Diesel generators are not ideal, but they often are favored because they are easier to repair. “Fuel cell technology hasn't reached the level of reliability and robustness that is needed for military use,” he said. “The fuel cell world has been dominated by rhetoric and hype. But I'm convinced the technology has reached a maturation curve” and could be ready for military use in about five years.

Another logistics and maintenance problem that surfaced during the conflict in Iraq is that the vehicle tracks, which were originally designed for off-road use but mostly have been running on paved roads, rapidly wear down. New track designs, with improved durability, will be added to the fleet, said Hollingsworth.

“What we are finding, because of the different environments and operational modes we fight in, is that we are spending 70-80 percent of our time on hardball roads,” he said. “It makes sense to make the tank and Bradley track as reliable on a hardball surface as the track is in the open plains.”

The fight against Iraq's insurgency, meanwhile, has exposed the vulnerability of U.S. heavy armor, as several vehicles and their crews were lost to rocket-propelled grenade attacks and other man-portable antitank munitions. The Army intends to counter that by equipping the Abrams and Bradley with “active protection systems,” which currently are being designed for FCS. The Army would like to acquire lighter armor for the Abrams, Fahey said, “but we haven't been successful.”

An active protection system defends a tank or armored personnel carrier from incoming fire before it hits the vehicle's armor. There are two general categories: soft kill systems, which use jamming to confuse a missile's guidance system, and hard kill systems, which attempt to detect and destroy incoming projectiles.

Active protection systems are used by many armies worldwide, but have not been embraced by U.S. commanders for fear of fratricide. “Active protection will have an effect on our tactics,” Hollingsworth said. “It will require us to do things differently.” In the 1980s, he explained, “we were training for the European theater, where the standoff distances were a lot greater. Now we find ourselves in an environment with a greater concern about collateral damage … But the benefits of the active protection system will far outweigh some of the concerns we have today.”

An extensive series of upgrades to the Abrams and Bradley, additionally, is in the offing, as part of what the Army calls “FCS spinouts.”
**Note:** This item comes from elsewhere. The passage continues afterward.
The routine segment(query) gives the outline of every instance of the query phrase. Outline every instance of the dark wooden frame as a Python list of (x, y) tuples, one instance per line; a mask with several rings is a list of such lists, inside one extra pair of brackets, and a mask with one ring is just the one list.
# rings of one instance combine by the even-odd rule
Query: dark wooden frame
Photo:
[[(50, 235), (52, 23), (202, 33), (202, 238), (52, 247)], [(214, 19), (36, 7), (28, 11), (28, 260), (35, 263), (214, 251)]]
When it became clear that the current fleet would need hardware improvements much sooner than the planned timeline for introducing FCS—in about 2010—the Army decided to accelerate a number of technologies and bring them into today's vehicles regardless of when FCS delivers a replacement for the tank and the Bradley.

“FCS spinouts will be initially incorporated on the Abrams SEP and the Bradley A3,” Hollingsworth said. “Both have a very capable digital architecture.”

So far, the Army has agreed to four spinouts, he noted.

According to the Boeing Co., the prime contractor for FCS, the spinouts consist of several technologies:
  • An “integrated computer system” will serve as the main host for the FCS network, and will be extended to those current vehicles that have a digital architecture, such as the Abrams SEP and the Bradley A3. General Dynamics Corp. and Rockwell Collins are developing the ICS.
  • Command, control and communications enhancements are intended to integrate current vehicles into the FCS battle-command network. Contractors working on these technologies include Raytheon, Austin Information Systems, General Dynamics, Lockheed Martin, Textron, Northrop Grumman and BAE Systems.
  • A third spinout is focused on networking the FCS robotic vehicles with the current force.
  • A fourth spinout—planned for 2010 or later, if the FCS program comes to fruition—will aim to establish full interoperability between the FCS brigade combat teams with the current force.